El gringo le daba justo al costado. Con izquierda y con derecha le daba. Primero le apuntaba a la cabeza y cuando el Burrito subía la guardia, ya le estaba colando los puños por debajo de las costillas. «Por burro», estaría pensando el viejo Barreto y Burrito se hacía el sordo, hacía como que no lo miraba, no quería verlo. Intentaba de todo, sabía lo que tenía que hacer en cada ataque, pero no le salía. Lo pensaba, pero ni los brazos ni las rodillas le obedecían. Veía que el gringo sacaba un puño y sabía que necesitaba dar un paso atrás, lo pensaba y el paso no salía. El puño llegaba pleno, en un golpe rojo, ruidoso, que lo sacudía vertical.

El 15 iba pasando por el centro, por las ventanillas entraban olores a combustibles quemados, a frituras con aceites reciclados, vapores de pizzerías, ruidos de voces de gente que grita, de otras que ríen, gente que insulta, que habla con otra música en la voz. En su pueblo también había esos olores, pero también a tomillo, a musgo, a cebollas guisadas y a frutas salvajes.

Burro salió a pelear sabiendo bien lo que tenía que hacer. Falló una sola cosa, hubo un mínimo detalle que lo dejó fuera de tiempo, ese golpe del gringo que llegó directo a su hígado. No llevaban seis segundos cuando aquella mano entró con todo, lo dobló hasta casi dejarlo de rodillas sobre las tablas. Dolió. Primero no, fue doliendo de a poco hasta ser insoportable. Después de ese masazo, las piernas no sirvieron más que para sostenerlo. El gringo se plantó en el centro, rotaba sobre su eje y sacaba golpes con los dos brazos. Ningún desgaste, golpes que parecían blandos, pero que se iban acumulando y hacían que Burrito se volviera cada vez más rígido.


Del otro lado del río había otra vida, la gente se movía distinto, había otros colores, pocas veces se ponía a extrañar aquella vida. A veces pasaba.

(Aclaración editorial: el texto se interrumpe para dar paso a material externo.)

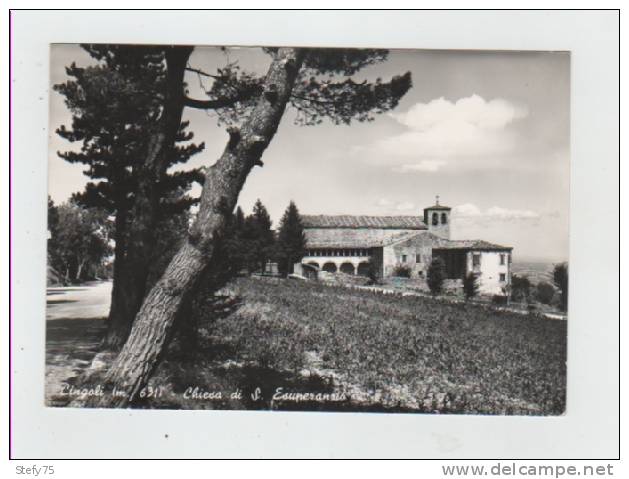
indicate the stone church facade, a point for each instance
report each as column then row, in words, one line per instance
column 356, row 244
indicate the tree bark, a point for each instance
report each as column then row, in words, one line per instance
column 118, row 323
column 153, row 325
column 130, row 284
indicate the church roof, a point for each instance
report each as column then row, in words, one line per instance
column 355, row 237
column 363, row 222
column 438, row 207
column 471, row 245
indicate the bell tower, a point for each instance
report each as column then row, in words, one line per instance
column 437, row 218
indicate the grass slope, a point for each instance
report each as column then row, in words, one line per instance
column 385, row 352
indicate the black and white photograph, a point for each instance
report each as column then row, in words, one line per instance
column 308, row 229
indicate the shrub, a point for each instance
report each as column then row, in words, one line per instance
column 560, row 278
column 545, row 292
column 470, row 285
column 402, row 271
column 435, row 275
column 499, row 299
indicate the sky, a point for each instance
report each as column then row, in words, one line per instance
column 489, row 132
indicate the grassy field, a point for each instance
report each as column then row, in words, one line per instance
column 369, row 351
column 385, row 353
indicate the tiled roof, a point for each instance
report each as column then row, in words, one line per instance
column 354, row 237
column 470, row 244
column 438, row 207
column 376, row 222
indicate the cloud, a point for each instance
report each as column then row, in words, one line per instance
column 470, row 132
column 423, row 165
column 405, row 206
column 394, row 206
column 471, row 212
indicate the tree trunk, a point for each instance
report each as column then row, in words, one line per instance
column 79, row 270
column 119, row 325
column 130, row 285
column 153, row 325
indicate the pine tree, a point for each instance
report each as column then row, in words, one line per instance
column 291, row 240
column 259, row 237
column 435, row 275
column 303, row 78
column 560, row 278
column 114, row 105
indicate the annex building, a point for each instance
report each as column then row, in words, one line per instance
column 354, row 244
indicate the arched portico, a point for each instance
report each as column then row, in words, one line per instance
column 363, row 269
column 347, row 268
column 330, row 267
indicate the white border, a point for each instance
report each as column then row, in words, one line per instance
column 590, row 427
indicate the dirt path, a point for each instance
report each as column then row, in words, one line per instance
column 75, row 323
column 86, row 301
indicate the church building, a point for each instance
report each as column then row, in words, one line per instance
column 355, row 244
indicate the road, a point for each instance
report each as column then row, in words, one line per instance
column 90, row 300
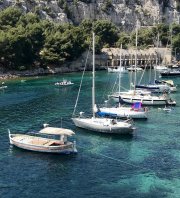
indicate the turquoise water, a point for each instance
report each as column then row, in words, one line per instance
column 144, row 165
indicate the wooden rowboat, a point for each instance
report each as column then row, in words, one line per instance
column 36, row 141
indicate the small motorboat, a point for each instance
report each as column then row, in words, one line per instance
column 64, row 83
column 167, row 109
column 42, row 142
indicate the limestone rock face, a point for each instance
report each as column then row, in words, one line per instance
column 147, row 12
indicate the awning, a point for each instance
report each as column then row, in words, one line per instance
column 57, row 131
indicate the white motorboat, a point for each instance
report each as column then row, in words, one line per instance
column 64, row 83
column 134, row 112
column 40, row 143
column 148, row 99
column 117, row 69
column 3, row 86
column 160, row 68
column 133, row 68
column 102, row 125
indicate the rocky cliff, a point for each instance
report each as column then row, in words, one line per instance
column 123, row 13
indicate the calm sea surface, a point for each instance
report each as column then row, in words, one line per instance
column 144, row 165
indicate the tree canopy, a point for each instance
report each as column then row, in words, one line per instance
column 28, row 41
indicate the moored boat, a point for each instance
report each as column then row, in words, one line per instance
column 40, row 143
column 64, row 83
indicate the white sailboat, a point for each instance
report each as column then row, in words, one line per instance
column 122, row 111
column 146, row 99
column 102, row 125
column 153, row 86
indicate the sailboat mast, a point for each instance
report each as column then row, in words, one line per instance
column 135, row 59
column 93, row 75
column 156, row 56
column 120, row 66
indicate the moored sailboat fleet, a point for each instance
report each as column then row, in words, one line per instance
column 103, row 120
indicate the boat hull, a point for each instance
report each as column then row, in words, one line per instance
column 67, row 149
column 124, row 113
column 149, row 102
column 96, row 125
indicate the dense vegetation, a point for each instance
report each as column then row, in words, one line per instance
column 26, row 41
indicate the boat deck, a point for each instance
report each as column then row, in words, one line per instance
column 37, row 140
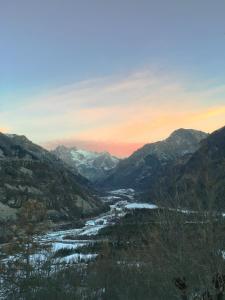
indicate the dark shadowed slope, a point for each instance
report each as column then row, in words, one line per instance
column 143, row 166
column 27, row 171
column 197, row 182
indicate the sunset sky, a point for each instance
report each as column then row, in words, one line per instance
column 111, row 75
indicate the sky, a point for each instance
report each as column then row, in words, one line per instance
column 111, row 75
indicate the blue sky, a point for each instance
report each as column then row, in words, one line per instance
column 52, row 45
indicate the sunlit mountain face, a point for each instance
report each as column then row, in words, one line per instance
column 112, row 149
column 110, row 76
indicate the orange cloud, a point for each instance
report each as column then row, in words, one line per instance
column 117, row 149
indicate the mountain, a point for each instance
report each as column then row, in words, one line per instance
column 92, row 165
column 146, row 164
column 199, row 181
column 27, row 171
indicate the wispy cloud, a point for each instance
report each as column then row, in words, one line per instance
column 124, row 110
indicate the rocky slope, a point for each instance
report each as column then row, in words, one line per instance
column 28, row 171
column 92, row 165
column 199, row 181
column 143, row 167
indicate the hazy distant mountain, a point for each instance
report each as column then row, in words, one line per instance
column 28, row 171
column 92, row 165
column 143, row 166
column 198, row 181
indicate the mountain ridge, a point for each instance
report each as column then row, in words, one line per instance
column 143, row 165
column 28, row 171
column 90, row 164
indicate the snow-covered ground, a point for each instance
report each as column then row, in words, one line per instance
column 72, row 238
column 75, row 239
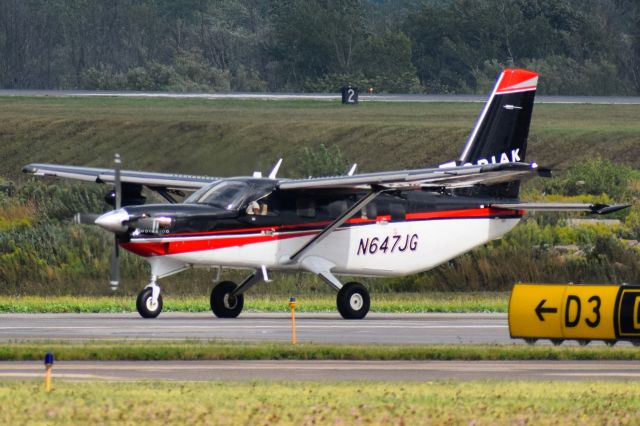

El colectivo ya había atravesado el centro de la ciudad y penetraba en los primeros barrios del cordón. Ya había algunos asientos desocupados que el Burro desestimó, si se sentaba iba a tener mucha dificultad para pararse y luego caminar las cinco cuadras que restaban a su casa. El viejo Barreto vivía en otro barrio, parecido al suyo, pero en la otra punta. Mejor, así no lo iba a tener temprano en la casa preguntándole por qué no le hizo caso, y que para qué tiene entrenador si después va a ir a hacerse pegar.

Él sabe que, si no fuera por aquel directo al hígado, la pelea habría sido otra y ahora el barrio no le estaría resultando tan extraño. «Descuidé el hígado», pensó cuando vio entrar el puño. No pensó «hígado», lo pensó en guaraní, como lo decía la abuela. Seguro que el gringo no sabe cómo nombran al hígado en guaraní. El viejo Barreto tampoco.